Some critics—most notably Roger Ebert—consider it to be one of the most powerful anti-war movies ever made. Animation historian Ernest Rister compares the film to Steven Spielberg's Schindler's List and says, "it is the most profoundly human animated film I've ever seen."
→ See also full story
Taking place toward the end of World War II in Japan, Grave of the Fireflies is the poignant tale of the relationship between two orphaned children, Seita and his younger sister Setsuko. The children lose their mother in the firebombing of Kōbe, and their father in service to the Imperial Japanese Navy. As a result, they are forced to try to survive amidst widespread famine and the callous indifference of their countrymen (some of whom are their own extended family members).

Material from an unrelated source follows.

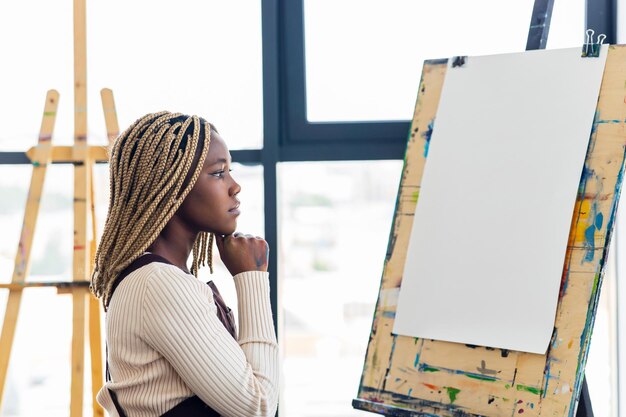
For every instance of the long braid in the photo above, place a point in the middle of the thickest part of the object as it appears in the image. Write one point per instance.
(151, 172)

The movie begins in Sannomiya Station. The second main character, Seita, is there in rags and dying from starvation. Later that night, a janitor comes and digs through his things; finding a candy tin that contains Setsuko's ashes. He throws it out, and from there springs the spirit of Setsuko, Seita and a group of fireflies. The two spirits provide narrative throughout the story. The film is, in effect, an extended flashback about Japan near the end of World War II, during the Kōbe firebombings. Setsuko and Seita, the two siblings and protagonists, are left to secure their house and their belongings in order to allow their mother, who suffers from a heart condition, to precede them to the bomb shelter. They are caught off-guard by a batch of bombs dropped in their vicinity, but survive unscathed. Their mother, however, is fatally injured in the air raid and is taken to a makeshift hospital which is actually a school, where she dies from burn wounds.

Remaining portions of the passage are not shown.